Winter smiled, and stood up.

“You knew exactly what you were doing when you told me this, didn’t you?” he said.

She nodded.

“Have you ever heard of anything like this before?” she asked.

“I’ll first have to find out exactly what it is that I’ve heard about,” he said.

He went to the bathroom and brushed his teeth. He thought he would probably be able to recognize the girl when he saw her.

***

He allowed the darkness to linger on in his apartment after he closed the door. He knew his way around it so well, it wouldn’t have mattered if he’d been blind. In his apartment, that is. He wouldn’t have managed so well outside.

Darkness was more attractive indoors than out. A small amount of light trickled in through the venetian blinds even though he had closed them as tightly as possible.

He sat in front of the television screen. The boy in the video was laughing. At least, it looked like he was laughing. But something was wrong.

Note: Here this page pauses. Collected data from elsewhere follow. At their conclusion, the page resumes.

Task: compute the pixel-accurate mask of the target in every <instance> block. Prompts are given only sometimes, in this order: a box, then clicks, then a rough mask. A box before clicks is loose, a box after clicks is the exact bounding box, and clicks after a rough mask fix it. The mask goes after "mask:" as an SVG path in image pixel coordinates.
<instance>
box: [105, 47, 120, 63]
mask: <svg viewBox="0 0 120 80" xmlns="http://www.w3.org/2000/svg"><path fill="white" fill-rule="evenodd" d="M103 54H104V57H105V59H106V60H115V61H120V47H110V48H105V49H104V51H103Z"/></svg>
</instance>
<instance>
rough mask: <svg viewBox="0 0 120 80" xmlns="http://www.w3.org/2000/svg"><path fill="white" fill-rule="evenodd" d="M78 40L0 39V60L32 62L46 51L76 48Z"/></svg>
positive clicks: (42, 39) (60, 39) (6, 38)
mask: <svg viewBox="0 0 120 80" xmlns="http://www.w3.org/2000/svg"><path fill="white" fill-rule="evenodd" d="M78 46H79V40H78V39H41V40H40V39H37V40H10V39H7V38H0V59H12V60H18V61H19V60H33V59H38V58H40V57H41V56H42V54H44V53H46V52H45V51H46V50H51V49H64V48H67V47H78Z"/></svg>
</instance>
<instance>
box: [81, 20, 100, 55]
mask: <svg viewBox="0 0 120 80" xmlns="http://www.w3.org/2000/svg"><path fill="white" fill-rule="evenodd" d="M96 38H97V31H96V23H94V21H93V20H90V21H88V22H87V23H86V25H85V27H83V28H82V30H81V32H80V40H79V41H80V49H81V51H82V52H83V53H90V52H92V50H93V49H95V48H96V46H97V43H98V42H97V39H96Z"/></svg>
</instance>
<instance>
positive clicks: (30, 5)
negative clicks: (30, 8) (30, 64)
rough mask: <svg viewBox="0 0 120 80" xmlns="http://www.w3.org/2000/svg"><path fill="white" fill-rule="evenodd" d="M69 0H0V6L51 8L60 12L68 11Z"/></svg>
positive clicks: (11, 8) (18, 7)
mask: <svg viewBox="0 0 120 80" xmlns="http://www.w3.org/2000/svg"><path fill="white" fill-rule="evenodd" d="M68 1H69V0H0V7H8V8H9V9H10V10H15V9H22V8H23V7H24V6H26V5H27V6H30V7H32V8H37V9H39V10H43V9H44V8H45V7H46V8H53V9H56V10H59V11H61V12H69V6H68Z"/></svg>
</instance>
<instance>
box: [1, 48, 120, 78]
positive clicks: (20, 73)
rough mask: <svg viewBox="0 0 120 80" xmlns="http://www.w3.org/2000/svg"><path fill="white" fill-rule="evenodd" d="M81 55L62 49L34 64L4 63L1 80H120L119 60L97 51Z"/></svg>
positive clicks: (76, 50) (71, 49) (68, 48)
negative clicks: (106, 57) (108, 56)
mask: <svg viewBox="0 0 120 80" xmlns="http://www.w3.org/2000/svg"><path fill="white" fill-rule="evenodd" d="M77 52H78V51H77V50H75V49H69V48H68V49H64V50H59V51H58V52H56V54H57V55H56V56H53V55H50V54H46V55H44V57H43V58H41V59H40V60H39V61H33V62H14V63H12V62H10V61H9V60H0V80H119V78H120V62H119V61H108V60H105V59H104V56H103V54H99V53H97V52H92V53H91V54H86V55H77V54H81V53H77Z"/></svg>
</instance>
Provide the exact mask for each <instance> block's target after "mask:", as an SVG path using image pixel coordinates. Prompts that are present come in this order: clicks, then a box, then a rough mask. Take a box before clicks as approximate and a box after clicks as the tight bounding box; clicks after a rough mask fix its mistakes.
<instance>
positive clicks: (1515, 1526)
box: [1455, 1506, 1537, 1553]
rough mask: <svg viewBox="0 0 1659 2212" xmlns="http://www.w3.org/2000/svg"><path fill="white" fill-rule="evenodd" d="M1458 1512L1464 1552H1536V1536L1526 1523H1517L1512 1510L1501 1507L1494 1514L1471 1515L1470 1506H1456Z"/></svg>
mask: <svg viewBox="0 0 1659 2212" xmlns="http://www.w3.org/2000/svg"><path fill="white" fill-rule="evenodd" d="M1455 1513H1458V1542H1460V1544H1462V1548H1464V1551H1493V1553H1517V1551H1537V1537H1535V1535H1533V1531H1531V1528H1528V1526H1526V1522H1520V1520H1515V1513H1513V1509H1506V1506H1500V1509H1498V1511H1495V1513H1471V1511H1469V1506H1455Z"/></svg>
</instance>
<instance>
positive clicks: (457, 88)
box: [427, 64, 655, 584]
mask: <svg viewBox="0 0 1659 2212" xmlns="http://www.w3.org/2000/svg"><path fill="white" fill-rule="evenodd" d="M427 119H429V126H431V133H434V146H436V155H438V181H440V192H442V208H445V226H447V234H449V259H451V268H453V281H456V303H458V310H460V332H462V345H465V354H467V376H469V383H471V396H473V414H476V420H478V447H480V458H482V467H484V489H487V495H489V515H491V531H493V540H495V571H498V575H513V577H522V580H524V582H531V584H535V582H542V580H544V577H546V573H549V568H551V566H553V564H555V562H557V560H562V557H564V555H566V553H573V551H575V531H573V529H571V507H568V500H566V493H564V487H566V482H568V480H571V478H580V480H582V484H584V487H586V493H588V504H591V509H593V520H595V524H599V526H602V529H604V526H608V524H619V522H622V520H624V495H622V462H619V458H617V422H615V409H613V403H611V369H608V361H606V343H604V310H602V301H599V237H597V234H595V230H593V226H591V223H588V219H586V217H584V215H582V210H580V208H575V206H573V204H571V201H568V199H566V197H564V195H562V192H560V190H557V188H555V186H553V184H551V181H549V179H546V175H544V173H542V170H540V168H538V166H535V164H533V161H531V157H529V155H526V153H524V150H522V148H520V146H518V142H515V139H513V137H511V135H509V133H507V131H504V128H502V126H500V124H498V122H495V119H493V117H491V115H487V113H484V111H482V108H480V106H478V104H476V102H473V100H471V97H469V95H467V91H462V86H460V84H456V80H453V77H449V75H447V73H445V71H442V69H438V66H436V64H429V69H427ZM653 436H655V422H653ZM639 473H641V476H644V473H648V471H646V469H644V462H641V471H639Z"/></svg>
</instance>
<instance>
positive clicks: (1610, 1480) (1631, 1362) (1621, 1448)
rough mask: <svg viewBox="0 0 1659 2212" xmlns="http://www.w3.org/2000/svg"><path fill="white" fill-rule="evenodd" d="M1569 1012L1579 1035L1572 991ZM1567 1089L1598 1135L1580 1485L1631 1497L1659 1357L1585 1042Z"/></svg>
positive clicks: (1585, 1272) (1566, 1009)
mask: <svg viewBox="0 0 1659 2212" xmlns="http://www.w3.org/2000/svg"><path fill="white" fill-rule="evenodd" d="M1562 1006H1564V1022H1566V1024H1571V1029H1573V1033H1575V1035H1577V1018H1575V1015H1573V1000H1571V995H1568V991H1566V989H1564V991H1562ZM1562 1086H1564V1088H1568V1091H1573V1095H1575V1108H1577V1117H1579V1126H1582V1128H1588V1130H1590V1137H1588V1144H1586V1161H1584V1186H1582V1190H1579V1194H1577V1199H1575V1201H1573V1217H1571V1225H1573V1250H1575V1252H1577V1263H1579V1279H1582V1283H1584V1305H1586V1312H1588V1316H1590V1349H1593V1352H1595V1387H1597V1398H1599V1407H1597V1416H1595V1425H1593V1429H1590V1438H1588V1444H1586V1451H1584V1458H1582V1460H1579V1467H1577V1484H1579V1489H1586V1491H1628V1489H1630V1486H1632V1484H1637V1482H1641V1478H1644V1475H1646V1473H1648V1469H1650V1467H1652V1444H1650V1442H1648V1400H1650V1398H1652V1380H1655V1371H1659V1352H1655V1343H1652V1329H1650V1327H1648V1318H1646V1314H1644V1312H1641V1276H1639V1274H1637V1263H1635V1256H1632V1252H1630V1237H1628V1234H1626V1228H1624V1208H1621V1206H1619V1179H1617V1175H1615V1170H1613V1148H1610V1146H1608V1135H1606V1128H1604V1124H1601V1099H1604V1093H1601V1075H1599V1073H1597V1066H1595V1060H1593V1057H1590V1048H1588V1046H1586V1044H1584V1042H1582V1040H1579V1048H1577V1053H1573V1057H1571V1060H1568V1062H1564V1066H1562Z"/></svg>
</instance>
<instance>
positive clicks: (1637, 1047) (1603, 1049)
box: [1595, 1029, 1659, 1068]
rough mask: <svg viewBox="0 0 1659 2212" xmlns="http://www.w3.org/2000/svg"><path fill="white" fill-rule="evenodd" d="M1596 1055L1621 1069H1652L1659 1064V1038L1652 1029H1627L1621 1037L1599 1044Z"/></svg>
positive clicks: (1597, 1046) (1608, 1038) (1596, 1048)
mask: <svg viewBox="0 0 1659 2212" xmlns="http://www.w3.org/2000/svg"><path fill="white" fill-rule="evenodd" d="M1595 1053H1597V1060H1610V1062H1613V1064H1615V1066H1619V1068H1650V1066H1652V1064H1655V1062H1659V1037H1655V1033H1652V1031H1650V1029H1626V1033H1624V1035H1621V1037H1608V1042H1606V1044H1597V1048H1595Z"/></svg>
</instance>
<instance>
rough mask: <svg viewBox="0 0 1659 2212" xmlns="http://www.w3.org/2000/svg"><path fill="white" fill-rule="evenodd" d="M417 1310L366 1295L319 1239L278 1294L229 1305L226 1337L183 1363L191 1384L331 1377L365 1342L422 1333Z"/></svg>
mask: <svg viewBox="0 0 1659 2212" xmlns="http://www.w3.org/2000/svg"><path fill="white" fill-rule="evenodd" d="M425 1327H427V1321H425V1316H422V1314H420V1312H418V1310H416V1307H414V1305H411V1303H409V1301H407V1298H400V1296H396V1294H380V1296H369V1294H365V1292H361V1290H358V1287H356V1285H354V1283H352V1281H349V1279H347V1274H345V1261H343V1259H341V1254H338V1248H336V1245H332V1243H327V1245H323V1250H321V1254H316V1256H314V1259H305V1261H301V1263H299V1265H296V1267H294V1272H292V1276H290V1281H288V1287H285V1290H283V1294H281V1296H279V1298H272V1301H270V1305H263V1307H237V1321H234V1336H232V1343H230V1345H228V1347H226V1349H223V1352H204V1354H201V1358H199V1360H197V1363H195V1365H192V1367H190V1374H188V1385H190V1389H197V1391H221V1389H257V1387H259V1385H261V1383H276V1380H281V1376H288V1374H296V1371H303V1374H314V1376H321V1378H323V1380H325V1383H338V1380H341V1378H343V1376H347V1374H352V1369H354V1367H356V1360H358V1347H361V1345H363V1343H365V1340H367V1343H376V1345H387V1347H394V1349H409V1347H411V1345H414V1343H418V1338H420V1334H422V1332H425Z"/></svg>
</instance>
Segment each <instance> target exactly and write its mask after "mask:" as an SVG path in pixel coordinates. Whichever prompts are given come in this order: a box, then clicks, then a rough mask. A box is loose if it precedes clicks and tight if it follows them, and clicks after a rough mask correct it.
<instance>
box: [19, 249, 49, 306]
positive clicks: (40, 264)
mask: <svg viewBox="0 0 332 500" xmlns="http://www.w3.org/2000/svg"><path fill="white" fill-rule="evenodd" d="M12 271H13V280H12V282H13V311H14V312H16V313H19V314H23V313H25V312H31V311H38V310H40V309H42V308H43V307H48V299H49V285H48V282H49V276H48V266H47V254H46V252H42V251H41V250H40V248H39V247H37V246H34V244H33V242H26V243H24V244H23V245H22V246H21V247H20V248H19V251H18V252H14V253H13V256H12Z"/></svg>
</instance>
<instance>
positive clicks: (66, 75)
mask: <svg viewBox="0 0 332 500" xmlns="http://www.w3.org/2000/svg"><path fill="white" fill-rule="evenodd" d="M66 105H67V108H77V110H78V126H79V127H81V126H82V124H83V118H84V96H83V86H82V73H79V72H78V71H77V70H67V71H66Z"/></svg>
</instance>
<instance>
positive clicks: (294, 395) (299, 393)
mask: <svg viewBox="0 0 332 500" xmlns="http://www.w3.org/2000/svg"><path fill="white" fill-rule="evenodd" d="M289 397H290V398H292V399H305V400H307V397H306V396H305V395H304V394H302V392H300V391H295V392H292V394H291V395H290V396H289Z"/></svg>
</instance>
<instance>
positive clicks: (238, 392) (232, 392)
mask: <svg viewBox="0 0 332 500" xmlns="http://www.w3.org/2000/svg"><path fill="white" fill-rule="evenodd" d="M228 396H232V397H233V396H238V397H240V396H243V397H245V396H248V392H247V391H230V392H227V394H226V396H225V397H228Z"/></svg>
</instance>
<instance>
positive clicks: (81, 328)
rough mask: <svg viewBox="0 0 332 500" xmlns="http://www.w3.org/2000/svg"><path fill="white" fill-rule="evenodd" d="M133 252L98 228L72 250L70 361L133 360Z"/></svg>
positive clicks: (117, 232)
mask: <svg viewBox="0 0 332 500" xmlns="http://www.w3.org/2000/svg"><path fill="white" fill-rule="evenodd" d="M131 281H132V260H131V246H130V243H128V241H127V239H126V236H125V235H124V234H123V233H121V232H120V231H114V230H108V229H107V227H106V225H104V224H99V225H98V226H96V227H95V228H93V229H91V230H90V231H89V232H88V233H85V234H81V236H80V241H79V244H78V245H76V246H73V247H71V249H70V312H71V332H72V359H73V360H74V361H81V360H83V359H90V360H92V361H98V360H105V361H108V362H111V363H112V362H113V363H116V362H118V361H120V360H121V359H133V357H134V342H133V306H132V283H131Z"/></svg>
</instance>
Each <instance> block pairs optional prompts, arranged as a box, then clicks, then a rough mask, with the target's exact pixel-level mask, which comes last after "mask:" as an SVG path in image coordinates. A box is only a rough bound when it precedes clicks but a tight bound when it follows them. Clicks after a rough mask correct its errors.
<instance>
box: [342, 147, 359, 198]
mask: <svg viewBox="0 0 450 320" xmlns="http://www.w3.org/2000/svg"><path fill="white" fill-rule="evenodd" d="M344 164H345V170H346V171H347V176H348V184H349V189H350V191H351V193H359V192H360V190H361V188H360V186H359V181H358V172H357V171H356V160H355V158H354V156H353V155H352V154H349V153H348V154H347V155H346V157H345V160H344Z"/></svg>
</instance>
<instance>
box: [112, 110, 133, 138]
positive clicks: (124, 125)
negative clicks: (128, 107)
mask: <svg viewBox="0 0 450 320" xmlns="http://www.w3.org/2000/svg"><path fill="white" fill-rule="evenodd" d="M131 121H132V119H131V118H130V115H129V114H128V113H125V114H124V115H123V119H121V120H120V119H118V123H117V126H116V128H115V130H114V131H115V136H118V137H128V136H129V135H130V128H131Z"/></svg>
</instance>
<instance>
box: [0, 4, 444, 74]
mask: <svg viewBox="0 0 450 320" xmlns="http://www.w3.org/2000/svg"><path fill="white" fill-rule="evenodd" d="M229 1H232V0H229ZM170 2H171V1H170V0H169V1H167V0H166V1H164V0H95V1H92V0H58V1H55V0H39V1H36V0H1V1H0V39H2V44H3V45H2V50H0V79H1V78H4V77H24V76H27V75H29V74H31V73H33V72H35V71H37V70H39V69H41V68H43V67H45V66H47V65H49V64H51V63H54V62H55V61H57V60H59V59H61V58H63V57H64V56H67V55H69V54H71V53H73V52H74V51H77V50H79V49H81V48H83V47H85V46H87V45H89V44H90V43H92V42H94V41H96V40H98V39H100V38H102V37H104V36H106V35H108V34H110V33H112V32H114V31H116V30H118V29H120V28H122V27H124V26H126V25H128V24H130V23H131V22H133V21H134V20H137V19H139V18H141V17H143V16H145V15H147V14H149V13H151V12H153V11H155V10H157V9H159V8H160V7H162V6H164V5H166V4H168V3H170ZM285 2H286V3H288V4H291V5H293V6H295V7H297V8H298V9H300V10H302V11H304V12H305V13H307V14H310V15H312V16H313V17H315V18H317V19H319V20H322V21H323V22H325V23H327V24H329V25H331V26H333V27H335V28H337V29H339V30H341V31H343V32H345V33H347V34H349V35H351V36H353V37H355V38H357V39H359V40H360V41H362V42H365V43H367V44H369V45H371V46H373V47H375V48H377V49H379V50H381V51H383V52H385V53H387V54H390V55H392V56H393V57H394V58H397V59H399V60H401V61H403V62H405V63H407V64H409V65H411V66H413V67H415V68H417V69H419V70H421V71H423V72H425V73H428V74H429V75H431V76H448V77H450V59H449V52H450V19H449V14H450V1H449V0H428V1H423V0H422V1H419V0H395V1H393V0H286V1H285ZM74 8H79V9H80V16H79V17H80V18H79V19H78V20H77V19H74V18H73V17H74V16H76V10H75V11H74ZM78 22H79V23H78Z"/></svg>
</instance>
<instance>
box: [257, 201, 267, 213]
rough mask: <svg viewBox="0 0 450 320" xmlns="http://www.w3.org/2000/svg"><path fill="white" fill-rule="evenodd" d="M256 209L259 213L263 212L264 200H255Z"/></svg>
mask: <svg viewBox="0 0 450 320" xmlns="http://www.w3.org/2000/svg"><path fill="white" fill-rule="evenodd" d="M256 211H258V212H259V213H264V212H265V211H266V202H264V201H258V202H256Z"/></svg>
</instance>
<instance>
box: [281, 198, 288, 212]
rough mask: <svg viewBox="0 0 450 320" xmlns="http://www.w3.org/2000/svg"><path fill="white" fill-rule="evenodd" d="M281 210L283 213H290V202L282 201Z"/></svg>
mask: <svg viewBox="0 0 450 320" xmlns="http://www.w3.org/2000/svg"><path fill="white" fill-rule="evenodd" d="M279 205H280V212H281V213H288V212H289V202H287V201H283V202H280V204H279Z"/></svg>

Why had he stopped? Suddenly he didn’t want to touch the boy anymore. What was it? Should he go to the doctor and tell him what happened and ask if it was normal or abnormal?

He watched all the videos. He had a little collection. Similar videos, but slightly different. He was familiar with all the details now. You could see. A little extra step each time. He knew that now. And yet, he didn’t really. He was on the way to… to… He refused to think about it. Refused. I refuse!

Don’t think about the boy. That was something different. No. It was not.

Mom never heard him when he shouted. He had moved in there and didn’t need to make a bed for his mom every evening in the house a thousand miles away. Mom was there. He used to shout.

She never heard.

Once he emerged afterward and he shouted and she sat there with her head averted, and she didn’t hear him then either. It was as if he wasn’t there. He didn’t dare stand in front of her. Maybe she really hadn’t heard him before, but if he stood in front of her and she didn’t see him, he wouldn’t exist anymore. He knew that she wasn’t blind, and so he wouldn’t exist. He didn’t exist.

Then she wasn’t there anymore.

And then came all the rest of it.

The telephone rang. He jumped and almost dropped the remote control. He let the phone ring, ring, ring. Five times, six. Then it stopped. He didn’t have an answering machine. What was the point?

It rang again. He wasn’t there. Or he was there but he didn’t hear the telephone, and so he wasn’t there. It stopped eventually, and he could busy himself with the videos for a bit longer and then get ready for bed. All this without switching on a single light. Anybody passing by outside would definitely think there was nobody at home, or that someone was in bed, asleep. And that was what he was going to do now.